I got slow logs like this:

# Time: 2018-06-26T09:26:23.578890Z
# User@Host: toto[toto] @  [172.23.0.9]  Id:     5
# Query_time: 0.530174  Lock_time: 0.000000 Rows_sent: 0  Rows_examined: 0
use foo_test;
SET timestamp=1530005183;
CREATE TABLE bar (baz VARCHAR(255) NOT NULL, PRIMARY KEY(baz)) DEFAULT CHARACTER SET utf8 COLLATE utf8_unicode_ci ENGINE = InnoDB;

I solved like this (inspired from @Rodrigo_Floriano)

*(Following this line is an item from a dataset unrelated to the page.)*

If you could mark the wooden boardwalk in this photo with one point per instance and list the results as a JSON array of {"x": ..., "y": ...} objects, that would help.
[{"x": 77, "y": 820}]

/usr/share/filebeat/module/mysql/slowlog/config/slowlog.yml

type: log
paths:
{{ range $i, $path := .paths }}
 - {{$path}}
{{ end }}
exclude_files: ['.gz$']
multiline:
  pattern: '^# Time:'
  negate: true
  match: after
exclude_lines: ['^[\/\w\.]+, Version: .* started with:.*'] # Exclude the header

/usr/share/filebeat/module/mysql/slowlog/ingest/pipeline.json

{
  "description": "Pipeline for parsing MySQL slow logs.",
  "processors": [{
    "grok": {
      "field": "message",
      "patterns":[
        "^# Time: %{TIMESTAMP_ISO8601:mysql.slowlog.time}\n# User@Host: %{USER:mysql.slowlog.user}\\[%{USER:mysql.slowlog.current_user}\\] @ %{HOSTNAME:mysql.slowlog.host}? \\[%{IP:mysql.slowlog.ip}?\\]%{SPACE}Id:%{SPACE}%{NUMBER:mysql.slowlog.id}\n# Query_time: %{NUMBER:mysql.slowlog.query_time.sec}%{SPACE}Lock_time: %{NUMBER:mysql.slowlog.lock_time.sec}%{SPACE}Rows_sent: %{NUMBER:mysql.slowlog.rows_sent}%{SPACE}Rows_examined: %{NUMBER:mysql.slowlog.rows_examined}\n((use|USE) .*;\n)?SET timestamp=%{NUMBER:mysql.slowlog.timestamp};\n%{GREEDYDATA:mysql.slowlog.query}"
      ],
      "pattern_definitions" : {
        "GREEDYMULTILINE" : "(.|\n)*"
      },
      "ignore_missing": false
    }
  }, {
    "remove":{
      "field": "message"
    }
  }, {
    "date": {
      "field": "mysql.slowlog.time",
      "target_field": "@timestamp",
      "formats": ["ISO8601"],
      "ignore_failure": true
    }
  }],
  "on_failure" : [{
    "set" : {
      "field" : "error.message",
      "value" : "{{ _ingest.on_failure_message }}"
    }
  }]
}

main differences are:

  • an optionnal use ....; line in grok pattern
  • ISO8601 timestamp
  • . instead of _ in grok pattern named captures

Don't forget to add these files in your docker-compose.yml:

filebeat:
        image: docker.elastic.co/beats/filebeat:6.3.0
        ...
        volumes:
            - ...
            - ./your/path/to/mysql/slowlog/ingest/pipeline.json:/usr/share/filebeat/module/mysql/slowlog/ingest/pipeline.json:ro
            - ./your/path/to/mysql/slowlog/config/slowlog.yml:/usr/share/filebeat/module/mysql/slowlog/config/slowlog.yml:ro

(Rodrigo Floriano) #10

@jsoriano, see my pull request: https://github.com/elastic/beats/pull/7422


(Jaime Soriano) #11

Thanks!


(system) #12

This topic was automatically closed 28 days after the last reply. New replies are no longer allowed.